But I’m like most people. I will always remember Anne Bancroft as Mrs. Robinson. They say you never forget your first love, and for me that first love was…The Graduate. For years, it was my favorite movie, though by now it's simply a fact of life, like the Sun. I've seen The Graduate like some people saw Star Wars...dozens of times. For years, I watched that movie at least once a month. I've been scarred for life by The Graduate.
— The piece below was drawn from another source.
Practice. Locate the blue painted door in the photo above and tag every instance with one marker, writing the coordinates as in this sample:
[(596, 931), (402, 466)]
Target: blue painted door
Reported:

Why the movie affected me so is difficult to explain. From the moment the movie begins, with Dustin Hoffman's Benjamin Braddock flying home from college, we are taken on a journey with him, a young man who's worried about his future, which he wants to be..."different". The movie in its early stages holds us largely on the strength of the music by Simon and Garfunkel, and Ben's exquisite discomfort at the welcome home party his parents throw nominally on his behalf. And then Mrs. Robinson tries to seduce him...does seduce him, in fact, for all that it takes Ben a while to gather what little nerve he has, and go through with it.
Benjamin Braddock wants his future to be different, he doesn't want to be ordinary. He wants something larger, something glittering. And when he meets Elaine Robinson, that something presents itself: a young woman who is almost a living symbol for a grand passion. But it isn't his hopes or his idealism that see him through. It is through his affair, his introduction to the adult world of betrayal and compromise, and his ultimate rejection of it, that he gains the confidence and the social skills that enable him to defy convention, his family, and win Elaine Robinson. Mrs. Robinson made Benjamin Braddock worldly, but she also made him strong, she gave him a core. After having discovered just how lost he could be, it made him place a premium on finding something real. In a very real sense, Mrs. Robinson made him a man her daughter could fall in love with. Did any mother ever give her daughter a prettier wedding present?
Watching the movie, I always share Braddock's hopes and disillusion. I learn the lessons he learned. I think I'd know to go after my dream, if a chance at it presented itself to me. I just don't see that chance. And so I feel like Ben, in the movie, when he’s drifting in the pool. Benjamin tells his father, "It's very comfortable, just to drift." But of course he's lying.
It's partly Mrs. Robinson’s fault that I haven't made more of myself, I suppose. But I am a work in progress, and it will surely be partly her doing if I ever become the man I want to be. It took an actress with a great talent to portray the villain that Mrs. Robinson was, and her underlying vulnerability, and her great, untouched need for love. I owe Anne Bancroft a debt I cannot repay. Anne Bancroft, rest in peace.